Profiles of Courage

They come looking for adventure, excitement, travel, challenge — the reasons that bring some fishermen to the Martha’s Vineyard Striped Bass and Bluefish Derby are the same reasons some soldiers give for joining the military. But for those men and women who have been at the adrenaline-drenched war front, it is a long and welcome way to the quiet waters of Martha’s Vineyard, where the battle is with the fish.

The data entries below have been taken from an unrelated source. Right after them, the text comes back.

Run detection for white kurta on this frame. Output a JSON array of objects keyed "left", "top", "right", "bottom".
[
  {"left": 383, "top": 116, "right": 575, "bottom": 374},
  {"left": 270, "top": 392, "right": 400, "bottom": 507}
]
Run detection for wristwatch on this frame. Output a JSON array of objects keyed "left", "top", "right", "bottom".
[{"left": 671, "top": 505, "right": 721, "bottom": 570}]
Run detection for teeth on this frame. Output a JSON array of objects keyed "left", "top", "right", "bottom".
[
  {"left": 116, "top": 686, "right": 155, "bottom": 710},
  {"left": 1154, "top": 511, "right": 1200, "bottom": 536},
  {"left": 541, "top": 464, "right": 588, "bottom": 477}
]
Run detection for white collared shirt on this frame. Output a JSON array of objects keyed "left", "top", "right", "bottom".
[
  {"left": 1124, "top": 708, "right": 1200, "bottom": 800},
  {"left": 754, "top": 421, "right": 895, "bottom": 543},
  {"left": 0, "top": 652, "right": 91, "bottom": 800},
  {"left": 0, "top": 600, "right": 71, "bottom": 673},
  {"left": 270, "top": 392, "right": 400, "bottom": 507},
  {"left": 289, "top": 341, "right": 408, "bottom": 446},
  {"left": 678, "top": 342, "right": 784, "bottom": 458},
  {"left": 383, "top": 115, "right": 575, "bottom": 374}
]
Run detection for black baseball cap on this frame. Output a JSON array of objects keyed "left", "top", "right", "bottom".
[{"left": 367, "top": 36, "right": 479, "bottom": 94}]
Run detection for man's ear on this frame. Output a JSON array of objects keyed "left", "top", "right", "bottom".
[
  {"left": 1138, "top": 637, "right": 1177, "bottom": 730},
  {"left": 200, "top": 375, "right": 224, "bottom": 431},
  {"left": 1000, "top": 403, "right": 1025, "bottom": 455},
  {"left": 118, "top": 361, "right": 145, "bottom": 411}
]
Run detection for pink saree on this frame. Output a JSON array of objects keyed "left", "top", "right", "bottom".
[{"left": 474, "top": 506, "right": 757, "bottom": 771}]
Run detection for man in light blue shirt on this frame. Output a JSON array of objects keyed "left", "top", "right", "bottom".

Here they can find serenity, as one veteran noted after fishing this week as part of the Beach Plum Inn American Heroes Saltwater Challenge. He uses a wheelchair after a roadside bomb — an improvised explosive device, they call it — brought him from Afghanistan to Walter Reed Medical Center with his leg broken in eighteen places. This week he fished alongside a former Army Ranger who lost both hands trying to disarm a booby trap in Viet Nam and yet has become a certified kayak instructor and water skier, a snow skier and a cyclist.

The fishing, the friendship, the absence of anything to fear: this is a place and a program with much to offer men and women who have given more than they expected to in service to the country. The dirty work of empire, the righteous fight for freedom: either way you look at it, American voters let the country go to wars for which these veterans, their colleagues and people far away will bear the trauma and scars.

Many residents and visitors find solace on this Island. It may be in the woods, meadows or beaches, or in the myriad detoxification programs, or on a boat in a calm sea. Always it is within a community that watches out for its own — for those who stand by us, whether we know each other personally or not. We owe gratitude to the veterans and to those Islanders who provide healing for them on our waters.